Als Kultusminister werde ich alles tun, um die Schulverhältnisse positiv zu gestalten und ich werde mich auch weiterhin für mehr Planstellen einsetzen. Dabei gilt mein Augenmerk jedoch nicht nur den Klassenstärken, sondern auch der Rücknahme von Kürzungen im Unterrichtsangebot. Da in der Grundschule als erster Schulart ab dem Jahr 2000 die Schülerzahlen wieder sinken, habe ich bereits eine Korrektur der Stundentafel angekündigt. Auch für die anderen Schularten wird derzeit ein Konzept erarbeitet, wie einerseits die dort noch wachsenden Schülerzahlen bewältigt und andererseits konkrete Verbesserungen - etwa durch verpflichtende Arbeitszeitmodelle - erreicht werden können.

Die politische Glaubwürdigkeit gebietet es zu sagen, daß Ihr Ziel, keine Klasse über 25 zu bilden, nicht realisierbar ist. Bei der bestehenden Schulorganisation würde dieses Ziel z.B. allein etwa im Volksschulbereich gut 10.000 zusätzliche Lehrer verlangen. Dies kann niemand finanzieren. Letztlich geht es mir darum, die für den Flächenstaat Bayern besten schulischen Lernbedingungen zu schaffen. Dies schließt die Reduzierung der Klassenstärken mit ein, macht sie aber nicht zum ausschließlichen Ziel.

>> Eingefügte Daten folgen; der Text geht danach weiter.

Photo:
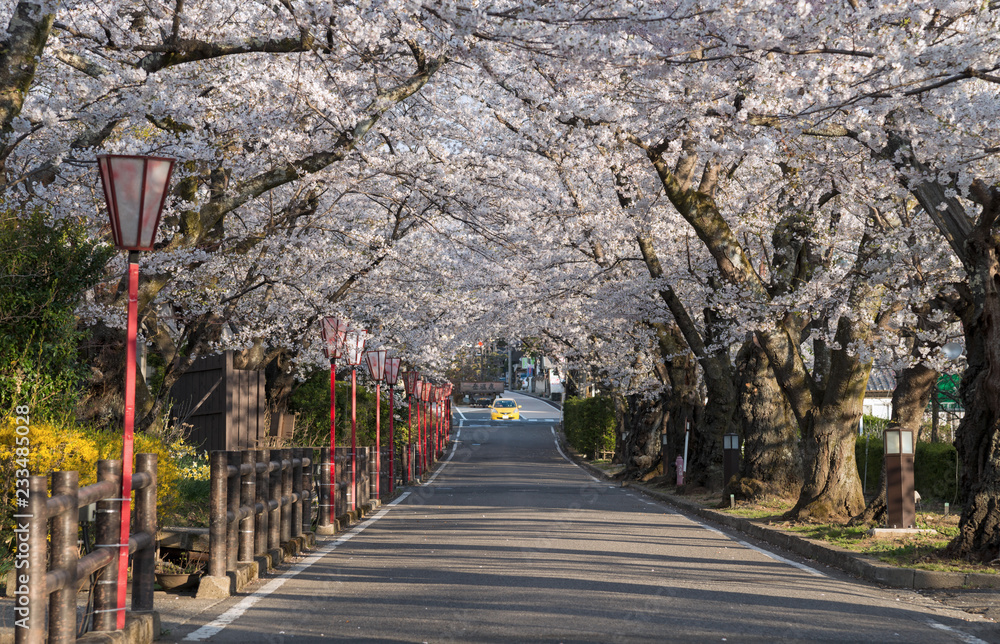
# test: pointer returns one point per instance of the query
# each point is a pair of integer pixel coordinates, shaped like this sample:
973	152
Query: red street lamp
135	189
375	361
410	379
448	388
354	346
333	331
391	377
425	396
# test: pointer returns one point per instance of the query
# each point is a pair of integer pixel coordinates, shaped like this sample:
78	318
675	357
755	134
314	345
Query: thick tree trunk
978	436
914	386
643	421
772	464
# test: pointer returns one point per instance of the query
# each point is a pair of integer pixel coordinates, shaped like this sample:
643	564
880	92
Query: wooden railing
54	567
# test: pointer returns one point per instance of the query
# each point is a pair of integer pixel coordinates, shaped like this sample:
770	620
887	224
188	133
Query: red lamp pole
391	376
410	383
135	189
419	395
334	332
425	395
375	360
355	345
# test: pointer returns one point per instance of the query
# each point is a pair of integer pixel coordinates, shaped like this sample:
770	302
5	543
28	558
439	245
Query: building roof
881	381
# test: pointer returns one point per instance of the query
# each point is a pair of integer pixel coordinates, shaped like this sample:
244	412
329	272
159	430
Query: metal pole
261	458
307	488
64	526
248	494
108	525
274	502
392	443
296	527
378	436
36	518
218	462
326	487
232	506
129	421
144	561
333	438
286	495
354	436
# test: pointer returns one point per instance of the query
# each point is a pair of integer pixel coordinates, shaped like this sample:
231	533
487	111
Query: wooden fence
54	565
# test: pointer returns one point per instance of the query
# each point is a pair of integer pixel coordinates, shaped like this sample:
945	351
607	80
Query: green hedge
311	401
933	468
589	424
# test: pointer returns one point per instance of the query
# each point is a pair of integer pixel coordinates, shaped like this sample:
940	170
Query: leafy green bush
590	424
933	467
68	446
311	401
44	271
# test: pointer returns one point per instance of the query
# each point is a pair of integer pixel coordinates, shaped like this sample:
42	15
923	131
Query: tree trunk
772	463
914	386
978	436
643	421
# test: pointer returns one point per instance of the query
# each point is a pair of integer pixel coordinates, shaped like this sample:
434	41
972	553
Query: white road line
766	553
454	444
556	437
237	611
965	637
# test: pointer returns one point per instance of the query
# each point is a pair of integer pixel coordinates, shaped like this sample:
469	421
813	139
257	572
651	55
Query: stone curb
853	563
140	628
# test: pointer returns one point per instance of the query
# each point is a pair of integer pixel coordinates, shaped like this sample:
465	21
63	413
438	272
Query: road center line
234	613
568	459
454	444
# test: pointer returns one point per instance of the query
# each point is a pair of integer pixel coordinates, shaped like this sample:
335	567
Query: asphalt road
510	543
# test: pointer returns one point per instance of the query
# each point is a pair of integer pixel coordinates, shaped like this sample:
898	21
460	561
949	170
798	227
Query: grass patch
923	551
191	509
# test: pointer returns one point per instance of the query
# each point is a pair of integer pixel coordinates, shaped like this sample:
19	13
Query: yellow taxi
504	408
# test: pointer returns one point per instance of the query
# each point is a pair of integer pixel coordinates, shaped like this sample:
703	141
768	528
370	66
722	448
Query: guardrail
267	505
54	568
261	500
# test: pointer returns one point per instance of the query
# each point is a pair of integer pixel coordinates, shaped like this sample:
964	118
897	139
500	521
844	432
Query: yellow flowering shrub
53	448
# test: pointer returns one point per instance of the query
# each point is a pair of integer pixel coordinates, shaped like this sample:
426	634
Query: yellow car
504	408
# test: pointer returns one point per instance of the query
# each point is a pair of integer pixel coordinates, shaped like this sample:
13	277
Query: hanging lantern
135	188
375	361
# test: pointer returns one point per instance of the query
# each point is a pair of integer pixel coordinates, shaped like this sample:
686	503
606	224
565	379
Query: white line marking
766	553
965	637
234	613
556	437
454	444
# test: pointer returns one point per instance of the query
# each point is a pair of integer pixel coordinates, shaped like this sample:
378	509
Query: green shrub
311	401
590	424
933	468
44	271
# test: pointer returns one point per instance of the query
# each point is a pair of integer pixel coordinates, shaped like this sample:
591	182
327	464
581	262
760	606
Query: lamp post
418	393
334	332
439	425
899	500
425	396
410	379
375	361
135	188
448	388
354	345
391	377
730	457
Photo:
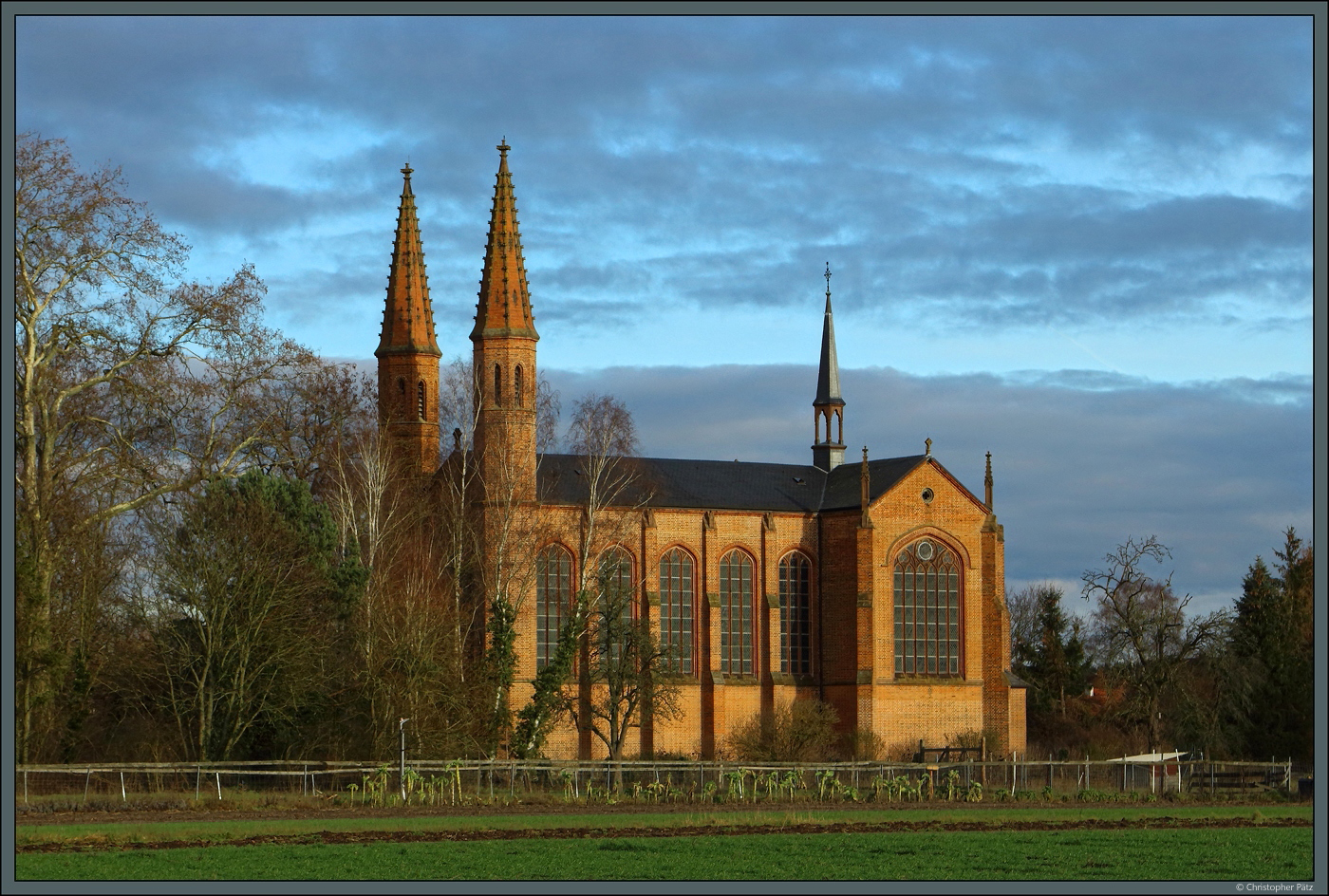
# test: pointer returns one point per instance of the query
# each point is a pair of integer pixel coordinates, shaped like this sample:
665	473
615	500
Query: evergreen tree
1273	637
1054	663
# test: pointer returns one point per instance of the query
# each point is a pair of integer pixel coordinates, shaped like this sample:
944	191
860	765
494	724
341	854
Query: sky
1082	244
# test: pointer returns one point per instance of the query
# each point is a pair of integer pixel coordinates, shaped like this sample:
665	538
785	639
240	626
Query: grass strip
112	831
1159	853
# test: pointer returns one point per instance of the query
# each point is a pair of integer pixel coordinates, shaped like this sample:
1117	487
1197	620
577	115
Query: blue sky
1082	244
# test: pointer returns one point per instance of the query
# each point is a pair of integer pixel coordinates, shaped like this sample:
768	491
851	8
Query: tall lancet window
795	614
927	585
737	613
553	598
677	610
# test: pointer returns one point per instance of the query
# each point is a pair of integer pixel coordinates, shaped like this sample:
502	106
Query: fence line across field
496	778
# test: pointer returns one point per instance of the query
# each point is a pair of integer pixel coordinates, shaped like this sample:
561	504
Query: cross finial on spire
987	483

Ich versichere Ihnen, daß Ihr Anliegen einer Verbesserung der Schulverhältnisse ernst genommen wird. Um in einen Dialog einzutreten, halte ich allerdings Streikandrohungen und Ultimaten für keine geeigneten Mittel. Schulstreik nützt niemand, am wenigsten den Schülern. Wer Kinder ernst nimmt, darf sie nicht als Waffe einsetzen. Ein solches Vorgehen relativiert das Anliegen erheblich."